«L’avvio della gara per la realizzazione della bretella Aprilia–Cisterna–Valmontone rappresenta finalmente un passo concreto dopo oltre venticinque anni di attese e rinvii. Un’infrastruttura strategica che collegherà direttamente la Pontina con l’autostrada A1, creando un corridoio di mobilità fondamentale per lo sviluppo del Lazio meridionale, di Latina e di tutta la sua provincia».
Lo dichiara il consigliere regionale del Lazio Orlando Angelo Tripodi, esponente di Forza Italia, commentando l’avvio dell’iter per la realizzazione dell’opera, lunga circa 33 chilometri e dal valore complessivo di oltre 1,3 miliardi di euro.
Secondo Tripodi la nuova arteria potrà contribuire ad alleggerire il traffico sulla Pontina, dove ogni settimana transitano circa 14mila mezzi pesanti, migliorando la sicurezza per gli automobilisti e i collegamenti tra la provincia di Latina, Roma e la rete autostradale nazionale.
«La nuova arteria non sarà soltanto una grande infrastruttura di attraversamento – aggiunge Tripodi – ma dovrà diventare una leva di sviluppo per tutto il territorio pontino. Per questo è fondamentale che le opere compensative e gli interventi collegati coinvolgano anche il Sud Pontino. Attraverso il Cipes, con la delibera n.1 del 2022, sono riuscito a salvare le opere compensative a favore del Sud Pontino per 156 milioni di euro».
Nel dettaglio si tratta della tangenziale di Latina per 89,56 milioni di euro, di via di Foce Verde per 28,64 milioni, di via Apriliana per 7,88 milioni, della strada regionale Ariana per 9,52 milioni e della tangenziale di Labico per 20,10 milioni.

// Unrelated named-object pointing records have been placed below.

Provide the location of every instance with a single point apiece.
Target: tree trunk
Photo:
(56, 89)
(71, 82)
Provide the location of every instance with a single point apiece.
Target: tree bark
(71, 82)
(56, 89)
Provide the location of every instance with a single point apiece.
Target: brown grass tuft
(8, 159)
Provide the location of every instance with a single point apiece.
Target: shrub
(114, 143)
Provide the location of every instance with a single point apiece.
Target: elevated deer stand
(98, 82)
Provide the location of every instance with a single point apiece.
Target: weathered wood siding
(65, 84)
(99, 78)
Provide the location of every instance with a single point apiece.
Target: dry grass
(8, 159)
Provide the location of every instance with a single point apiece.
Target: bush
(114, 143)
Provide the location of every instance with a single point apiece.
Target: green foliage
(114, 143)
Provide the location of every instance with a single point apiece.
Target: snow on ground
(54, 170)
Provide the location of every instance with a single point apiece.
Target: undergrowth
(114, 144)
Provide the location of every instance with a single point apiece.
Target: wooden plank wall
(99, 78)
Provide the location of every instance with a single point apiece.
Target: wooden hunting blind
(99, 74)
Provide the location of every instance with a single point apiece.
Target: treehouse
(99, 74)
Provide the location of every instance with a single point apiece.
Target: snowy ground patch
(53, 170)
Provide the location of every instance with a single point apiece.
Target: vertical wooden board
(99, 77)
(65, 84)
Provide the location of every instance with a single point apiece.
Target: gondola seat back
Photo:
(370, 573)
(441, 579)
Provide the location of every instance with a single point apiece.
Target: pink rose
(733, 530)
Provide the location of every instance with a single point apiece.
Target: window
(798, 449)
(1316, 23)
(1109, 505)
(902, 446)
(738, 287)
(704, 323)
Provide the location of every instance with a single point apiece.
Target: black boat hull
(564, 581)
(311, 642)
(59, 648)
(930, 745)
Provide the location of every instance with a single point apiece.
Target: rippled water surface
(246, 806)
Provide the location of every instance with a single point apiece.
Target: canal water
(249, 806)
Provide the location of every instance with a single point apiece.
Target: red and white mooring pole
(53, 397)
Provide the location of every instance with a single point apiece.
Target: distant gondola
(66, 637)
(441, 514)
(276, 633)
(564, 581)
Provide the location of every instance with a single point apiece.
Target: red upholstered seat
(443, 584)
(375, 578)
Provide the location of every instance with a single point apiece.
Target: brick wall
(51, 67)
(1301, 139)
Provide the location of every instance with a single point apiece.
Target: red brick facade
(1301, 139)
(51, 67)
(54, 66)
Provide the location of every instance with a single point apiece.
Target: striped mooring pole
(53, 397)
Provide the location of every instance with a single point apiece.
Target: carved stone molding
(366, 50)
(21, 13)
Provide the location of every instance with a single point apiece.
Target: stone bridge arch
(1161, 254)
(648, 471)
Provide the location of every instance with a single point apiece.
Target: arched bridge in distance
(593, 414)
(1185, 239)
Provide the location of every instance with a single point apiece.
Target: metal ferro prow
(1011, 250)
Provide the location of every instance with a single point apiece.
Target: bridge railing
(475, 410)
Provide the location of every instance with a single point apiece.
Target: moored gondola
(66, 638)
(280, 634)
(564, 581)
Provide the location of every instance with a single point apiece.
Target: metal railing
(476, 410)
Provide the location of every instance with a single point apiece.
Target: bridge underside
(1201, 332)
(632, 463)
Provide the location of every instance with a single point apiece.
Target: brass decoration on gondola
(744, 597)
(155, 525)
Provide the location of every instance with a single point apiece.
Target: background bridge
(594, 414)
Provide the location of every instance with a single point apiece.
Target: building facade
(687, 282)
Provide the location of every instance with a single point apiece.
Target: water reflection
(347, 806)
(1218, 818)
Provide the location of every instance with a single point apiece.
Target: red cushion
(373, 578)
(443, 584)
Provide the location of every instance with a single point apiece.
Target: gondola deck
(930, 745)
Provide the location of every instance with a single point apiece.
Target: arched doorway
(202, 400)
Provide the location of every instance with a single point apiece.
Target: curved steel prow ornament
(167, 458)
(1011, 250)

Il consigliere regionale sottolinea inoltre la necessità di rafforzare la viabilità secondaria e i collegamenti con i principali poli economici del territorio. «Accanto alla bretella – spiega – sarà necessario potenziare i collegamenti verso il Sud Pontino e verso i poli produttivi e portuali. Penso, ad esempio, agli interventi sulla viabilità tra Fondi, Gaeta, Formia e Minturno e al potenziamento delle aree logistiche legate al MOF di Fondi».
Tripodi evidenzia anche come l’opera possa contribuire a colmare uno storico divario infrastrutturale. «Per troppo tempo il territorio pontino ha pagato il prezzo di una marginalità infrastrutturale che ha rallentato la crescita di un’area ricca di eccellenze nell’agroalimentare, nella logistica, nel turismo e nella nautica».
«Le opere compensative – prosegue – devono rappresentare l’occasione per una vera strategia di riequilibrio territoriale, con interventi sulla sicurezza idraulica, sulla manutenzione della viabilità locale e su collegamenti più rapidi verso le aree produttive».
«Questa infrastruttura – conclude Tripodi – rafforzerà il ruolo del Lazio come piattaforma logistica nel Mediterraneo. L’obiettivo deve essere quello di trasformare la bretella Cisterna–Valmontone in un vero motore di sviluppo territoriale, capace di ridurre l’isolamento infrastrutturale del Pontino e creare nuove opportunità per imprese, lavoratori e comunità locali».